La risoluzione consensuale del rapporto di lavoro e le dimissioni volontarie, a partire dal 12 marzo 2016, seguono una nuova procedura. Il cittadino può scegliere di inviare autonomamente il modulo o di rivolgersi a un soggetto abilitato. Vediamo la procedura e le eccezioni.

piattaforma, dimissioniLe riforme del Jobs Act trovano un’altra forma di applicazione attraverso la presentazione telematica delle dimissioni volontarie e della risoluzione consensuale del rapporto di lavoro.
La procedura non si applica ai rapporti di lavoro del pubblico impiego ma solo ai lavoratori del settore privato con rapporto di lavoro subordinato con eccezione dei lavoratori domestici e delle risoluzioni consensuali raggiunte tramite accordi di conciliazione in sede stragiudiziale.
Fuori da questa procedura anche i casi di recesso durante il periodo di prova e per i rapporti di lavoro marittimo.

Come si può procedere

Il lavoratore può scegliere tra due opzioni.

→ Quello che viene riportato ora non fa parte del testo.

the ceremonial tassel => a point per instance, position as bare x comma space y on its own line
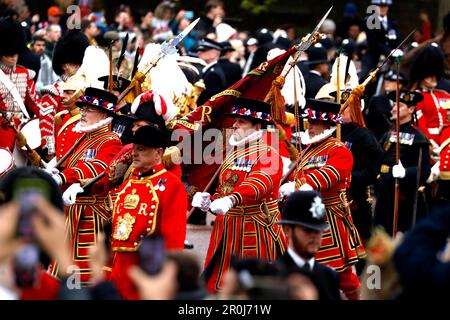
354, 103
276, 100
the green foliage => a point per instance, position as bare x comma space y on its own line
257, 7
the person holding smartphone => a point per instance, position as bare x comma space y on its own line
152, 202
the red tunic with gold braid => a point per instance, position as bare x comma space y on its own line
147, 204
86, 217
51, 104
27, 91
431, 115
327, 167
65, 136
251, 176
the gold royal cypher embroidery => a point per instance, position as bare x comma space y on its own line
124, 227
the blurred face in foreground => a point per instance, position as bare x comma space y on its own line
304, 241
243, 127
317, 127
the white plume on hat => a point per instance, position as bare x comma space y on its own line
95, 64
166, 79
225, 32
164, 108
351, 83
288, 88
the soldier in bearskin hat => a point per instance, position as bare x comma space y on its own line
19, 101
67, 59
326, 165
412, 143
246, 197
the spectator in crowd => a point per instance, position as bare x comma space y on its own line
90, 29
46, 74
212, 17
53, 34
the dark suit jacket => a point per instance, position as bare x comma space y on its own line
325, 278
378, 41
215, 82
313, 84
377, 115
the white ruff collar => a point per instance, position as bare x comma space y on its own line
78, 128
250, 138
304, 136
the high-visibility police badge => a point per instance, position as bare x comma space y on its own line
124, 227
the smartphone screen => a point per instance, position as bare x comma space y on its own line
26, 192
26, 263
152, 254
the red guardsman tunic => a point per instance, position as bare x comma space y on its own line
430, 113
327, 167
27, 90
65, 136
147, 204
86, 217
252, 177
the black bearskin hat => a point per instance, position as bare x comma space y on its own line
428, 62
69, 49
13, 37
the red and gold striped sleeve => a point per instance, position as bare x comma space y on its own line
106, 151
337, 167
263, 180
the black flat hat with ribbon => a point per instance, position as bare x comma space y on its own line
103, 100
411, 98
322, 110
251, 109
305, 208
150, 136
119, 83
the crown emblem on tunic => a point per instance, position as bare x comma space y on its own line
345, 96
131, 200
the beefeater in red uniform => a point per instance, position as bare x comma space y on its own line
246, 199
326, 166
152, 202
18, 97
67, 59
86, 213
66, 119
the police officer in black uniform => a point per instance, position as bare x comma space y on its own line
213, 74
367, 154
412, 143
382, 36
377, 114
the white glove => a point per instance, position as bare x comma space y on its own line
398, 171
70, 195
201, 200
435, 172
221, 205
286, 190
306, 187
51, 171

  1. Compilare e inviare il modulo in autonomia utilizzando il Pin INPS Dispositivo che permette di accedere al form online e recuperare le informazioni al rapporto di lavoro dal sistema delle Comunicazioni Obbligatorie (qui la richiesta del Pin).
    Se il rapporto di lavoro da cui si intende recedere è precedente al 2008, il lavoratore dovrà indicare la data di inizio, la tipologia contrattuale e i dati del datore di lavoro, in particolare l’indirizzo email o PEC.
  2. Rivolgersi a un soggetto abilitato, sia esso un patronato, un’organizzazione sindacale, un ente bilaterale o le commissioni di certificazione. Sarà suo compito compilare con tutti i dati necessari il modello e procedere all’invio.

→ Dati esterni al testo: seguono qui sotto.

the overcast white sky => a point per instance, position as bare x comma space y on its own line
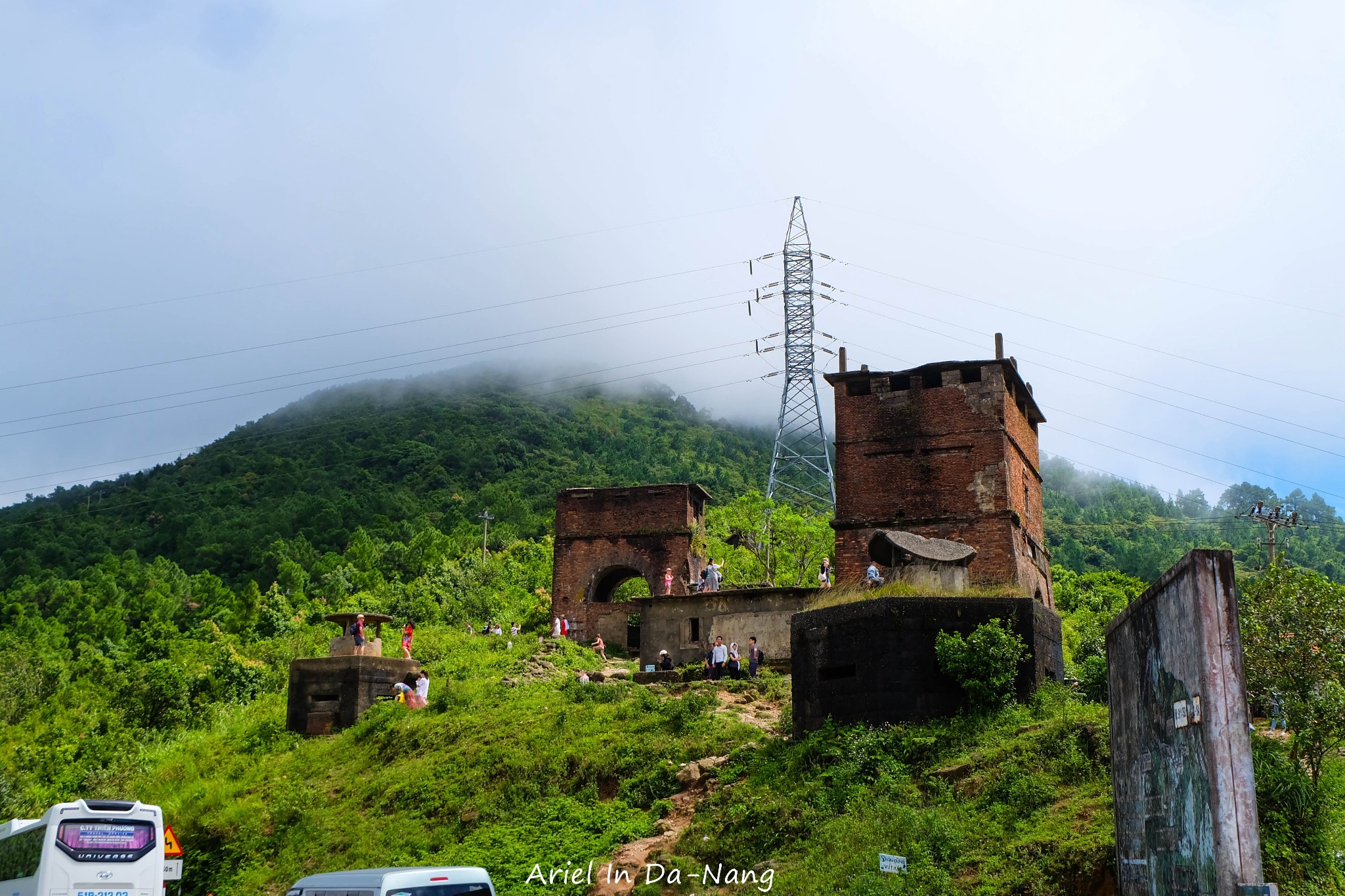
163, 150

Il ministero LPS ha predisposto per ciascuna opzione un video tutorial per semplificare l’utilizzo del sistema (lato cittadino e lato operatore) e ha messo a disposizione una email cui inviare eventuali quesiti inerenti l’utilizzo della procedura.
Per orientarsi, è già a disposizione un elenco di Faq in continuo aggiornamento.

Per maggiori informazioni, si rimanda alla circolare del ministero del Lavoro e delle Politiche Sociali n. 12/2016.